Se n’è andato in punta di piedi. Uomo discreto e geniale, capace di mantenere per ore l’attenzione di platee numerose senza mai annoiare. Basterebbe rileggere i titoli di alcuni dei suoi più famosi libri di alta divulgazione per cogliere la profondità delle questioni con cui amava confrontarsi e l’intelligenza con cui sapeva far dialogare fra loro diverse branche del sapere: Il mondo dentro il mondo (Adelphi, 1991); Teorie del tutto (Adelphi, 1992); Perché il mondo è matematico? (Laterza, 1992); L'universo come opera d'arte (Rizzoli, 1997); Impossibilità. limiti della scienza e la scienza dei limiti (Rizzoli, 1998); Dall'io al cosmo. Scienza, arte, filosofia (Raffaello Cortina, 2000); Da zero a infinito, la grande storia del nulla (Mondadori, 2002); I numeri dell'universo (Mondadori, 2003); L'infinito (Mondadori, 2005); Le immagini della scienza. Cinquemila anni di scoperte: una storia visiva (Mondadori, 2009); 100 cose essenziali che non sapevate di non sapere (Mondadori, 2011); Il libro degli universi (Mondadori, 2012).

Particolarmente influente era stato il suo Il Principio Cosmologico Antropico, scritto a 4 mani con Frank Tipler nel 1986 prima che quest’ultimo si spostasse su posizioni eclettiche e bizzarre, tradotto in italiano da Adelphi nel 2002. Barrow ebbe il merito di riunire tutti i risultati e le suggestioni che a partire dalle prime intuizioni di Dirac degli anni 30’ del secolo scorso fino a Bradon Carter e Martin Rees nei decenni passati, sottolineavano la inusuale e accurata sintonia (fine tuning) delle costanti di natura, quasi “scelte” in modo opportuno per dare origine ad ambienti adatti ad ospitare la vita. Un’osservazione esposta con rigore, che separava con intelligenza quanto apparteneva al “Principio antropico debole”, basato su dati scientifici, da quanto apparteneva invece a speculazioni filosofiche, fuori della portata della scienza, da Barrow e Tipler denominate “Principio antropico forte”.

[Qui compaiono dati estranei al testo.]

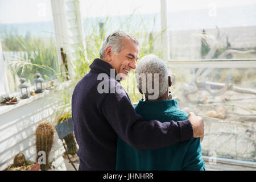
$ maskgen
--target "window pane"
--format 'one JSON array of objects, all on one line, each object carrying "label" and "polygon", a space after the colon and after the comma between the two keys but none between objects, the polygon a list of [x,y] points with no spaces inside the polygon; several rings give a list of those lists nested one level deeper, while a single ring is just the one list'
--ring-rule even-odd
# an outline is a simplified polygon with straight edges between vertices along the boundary
[{"label": "window pane", "polygon": [[179,108],[204,119],[203,155],[256,162],[255,72],[256,68],[184,69],[174,65],[170,69],[172,97]]},{"label": "window pane", "polygon": [[171,59],[256,57],[255,1],[196,2],[167,1]]},{"label": "window pane", "polygon": [[[11,93],[18,90],[19,77],[31,86],[36,72],[45,81],[55,77],[57,61],[50,0],[1,1],[0,38]],[[27,65],[23,70],[16,69],[10,64],[15,62]]]}]

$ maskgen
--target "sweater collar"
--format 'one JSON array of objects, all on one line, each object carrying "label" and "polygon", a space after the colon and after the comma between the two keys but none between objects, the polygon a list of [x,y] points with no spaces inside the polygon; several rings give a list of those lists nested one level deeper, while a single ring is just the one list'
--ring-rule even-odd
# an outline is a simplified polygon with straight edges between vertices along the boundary
[{"label": "sweater collar", "polygon": [[[91,69],[91,71],[93,70],[94,71],[96,71],[97,72],[100,72],[101,73],[106,73],[109,77],[114,78],[117,78],[117,73],[115,72],[114,69],[111,66],[110,64],[100,59],[97,58],[94,59],[89,68]],[[112,71],[111,71],[112,69],[113,69]],[[118,76],[117,76],[117,77],[118,77]],[[120,82],[120,79],[116,80],[117,81]]]},{"label": "sweater collar", "polygon": [[162,114],[178,109],[178,103],[175,100],[160,101],[139,101],[136,106],[136,111],[140,114]]}]

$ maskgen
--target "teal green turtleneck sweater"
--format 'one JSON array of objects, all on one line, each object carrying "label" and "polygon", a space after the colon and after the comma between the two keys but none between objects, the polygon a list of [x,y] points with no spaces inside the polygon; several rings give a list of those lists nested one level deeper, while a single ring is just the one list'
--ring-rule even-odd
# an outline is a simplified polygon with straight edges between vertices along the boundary
[{"label": "teal green turtleneck sweater", "polygon": [[[175,100],[139,101],[135,109],[146,121],[178,121],[188,116],[178,109]],[[197,138],[162,148],[139,151],[118,137],[115,169],[204,171],[201,148],[200,139]]]}]

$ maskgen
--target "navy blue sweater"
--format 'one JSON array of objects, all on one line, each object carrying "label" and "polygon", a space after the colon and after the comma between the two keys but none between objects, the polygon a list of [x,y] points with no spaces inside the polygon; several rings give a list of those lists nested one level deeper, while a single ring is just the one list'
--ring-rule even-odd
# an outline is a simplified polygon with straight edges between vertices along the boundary
[{"label": "navy blue sweater", "polygon": [[[144,121],[136,113],[120,82],[110,77],[113,68],[109,64],[96,59],[90,68],[76,86],[72,100],[79,170],[115,170],[118,136],[138,151],[172,146],[193,138],[189,120]],[[108,75],[109,93],[98,92],[103,80],[98,80],[100,73]],[[112,93],[115,88],[119,92]]]}]

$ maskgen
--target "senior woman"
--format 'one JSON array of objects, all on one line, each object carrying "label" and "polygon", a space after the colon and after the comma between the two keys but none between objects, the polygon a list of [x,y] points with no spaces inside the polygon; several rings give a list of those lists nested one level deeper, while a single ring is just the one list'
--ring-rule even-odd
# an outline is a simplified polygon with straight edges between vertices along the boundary
[{"label": "senior woman", "polygon": [[[163,60],[154,55],[144,56],[136,69],[135,78],[146,100],[140,100],[135,109],[145,120],[164,122],[187,119],[188,114],[178,109],[177,101],[168,99],[172,82]],[[204,171],[201,148],[200,138],[197,138],[162,148],[139,151],[118,137],[115,169]]]}]

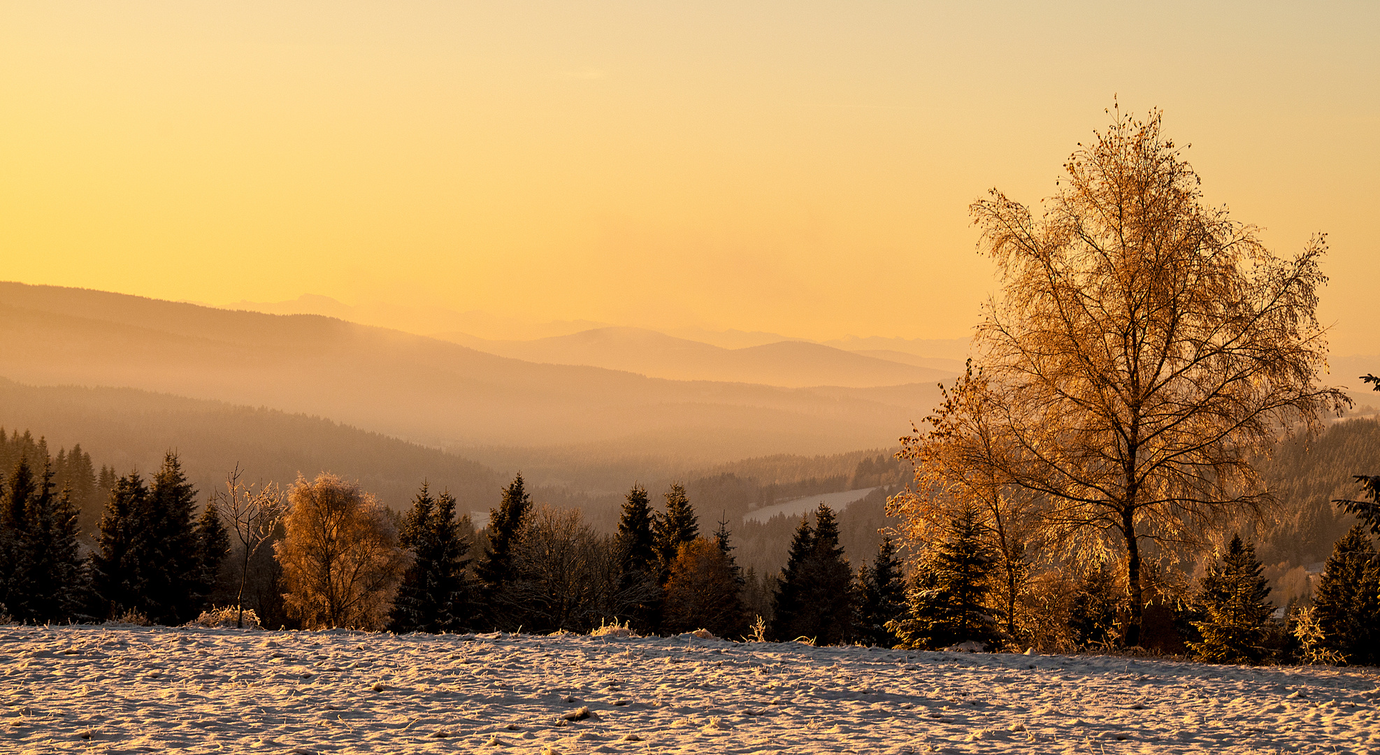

Le biografie e i necrologi battuti in queste ore dalle più note agenzie elencano i premi ricevuti, i numerosi riconoscimenti, i ruoli internazionali ricoperti. Fra questi il Premio Templeton, che Barrow aveva vinto nel 2006 e il Premio Faraday della Royal Society nel 2008, la nomina a membro della Pontificia Accademia delle Scienze nel febbraio del 2020. Invitiamo i nostri lettori a prendere visione del necrologio preparato dalla Fondazione Templeton. John Barrow lascia un grande vuoto. Ma anche una grande eredità. Seguendo il suo esempio, ricercatori profondi e rigorosi si sentiranno più incoraggiati a porre la cosmologia in dialogo con le domande ultime, quelle che aprono anche verso il Fondamento e il senso del tutto, senza temere di uscire dal seminato o di essere giudicati come metafisici improvvisati. John ha mostrato queste aperture con rigore, con intelligenza, con senso estetico. Gliene siamo grati e faremo tesoro delle sue lezioni che, certamente, ci mancheranno.